Each species has its own metabolic pattern, and no two species are likely to metabolize a medication in the same way.1 Even within a species there exist significant discrepancies that determine how a medication will function; drugs affect females differently from males, children differently from adults, and people differently according to their race.


The animal model has failed to advance research not only because of the diversity between species, but also because of experimental approaches. Animals in laboratories are exposed to enormous doses of a test drug in a short period of time, sometimes continuously, differing greatly from human exposure which occurs at smaller doses intermittently over a long period of time.


When a drug is meant to be taken orally, it may be forced into the animals’ bodies via veins, mucous membranes, etc.

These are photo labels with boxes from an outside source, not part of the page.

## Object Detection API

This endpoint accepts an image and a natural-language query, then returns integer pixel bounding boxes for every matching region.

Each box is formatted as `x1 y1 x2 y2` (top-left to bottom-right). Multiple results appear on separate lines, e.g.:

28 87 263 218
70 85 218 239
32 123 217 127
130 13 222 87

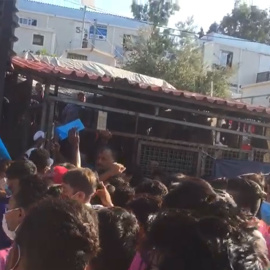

So even if we ignore the blatant differences in our bodies, the application differences alone beg the question of validity.


The Pharmaceutical Research and Manufacturers of America estimates that 1% of new drugs tested in animals continues to human clinical trials, and of these, only 1 out of 12 continues past phase I. This is a failure rate of 80%. (The most common reported problem is liver damage.) Of these, only 5% are subsequently approved by the FDA. This convoluted, unproductive system remains unquestioned because the “authorities” have convinced consumers this process protects us.


1. M. Weatherall, Nature (1 April 1982): 387-90.